Eine vom Land finanzierte Studie soll herausfinden, welche Rolle Kinder unter zehn Jahren bei der Verbreitung des Coronavirus spielen. Vier Universitätskliniken im Land beteiligen sich an der Studie, die auf eine Initiative von Ministerpräsident Winfried Kretschmann zurückgeht.
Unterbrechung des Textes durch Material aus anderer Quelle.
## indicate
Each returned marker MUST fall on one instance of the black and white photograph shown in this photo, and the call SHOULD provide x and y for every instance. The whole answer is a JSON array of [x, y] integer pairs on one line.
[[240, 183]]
Wie häufig sind Kinder vom Coronavirus betroffen und welche Rolle spielen sie bei der Ausbreitung des Virus? Um diese Frage beantworten zu können, hat die Landesregierung eine Screening-Studie in Auftrag gegeben, an der sich vier Universitätskliniken in Baden-Württemberg beteiligen wollen. Die Idee dazu ist im Wissenschafts-Beraterkreis des Ministerpräsidenten entstanden. „Wir müssen rasch klären, ob wir bei Kindern eine andere Ausgangslage haben als bei Erwachsenen. Daraus können wir Rückschlüsse ziehen für wichtige Fragen, wie das Virus auf die Gesellschaft wirkt, denn nur auf der Grundlage wissenschaftlicher Erkenntnis können wir unsere politischen Entscheidungen unter klaren epidemiologischen Prämissen treffen“, sagte Ministerpräsident Winfried Kretschmann.
Land finanziert Studie
Die Kosten der Studie belaufen sich auf rund 1,2 Millionen Euro, die das Land übernehmen wird. Wissenschaftsministerin Theresia Bauer sagte in Heidelberg: „Diese Studie ist ein hervorragendes Beispiel dafür, wie eng Politik und Wissenschaft im Kampf gegen das Coronavirus zusammenarbeiten. Ich freue mich über die Schnelligkeit, mit der die vier Universitätskliniken in Baden-Württemberg die Initiative von Ministerpräsident Winfried Kretschmann aufgenommen und umgesetzt haben. Das ist beeindruckend und zeigt die Schlagkraft unserer Universitätsmedizin.“
Kinder sind die Hauptbetroffenen
„Bei allen Einschränkungen an persönlichen Freiheiten, die wir der Bevölkerung zumuten müssen, sind Kinder die Hauptbetroffenen. Wir nehmen ihnen die Kita, die Schule, den Zugang zu ihren Freunden. Deshalb ist es eminent wichtig, mehr darüber zu wissen, ob die Schließungen überhaupt epidemiologisch gerechtfertigt sind“, so Bauer weiter. Die Federführung für die Kinderstudie liegt beim Zentrum für Infektionskrankheiten und beim Zentrum für Kinder und Jugendmedizin des Universitätsklinikums Heidelberg. Beteiligen wollen sich auch die Universitätskliniken in Freiburg, Tübingen und Ulm.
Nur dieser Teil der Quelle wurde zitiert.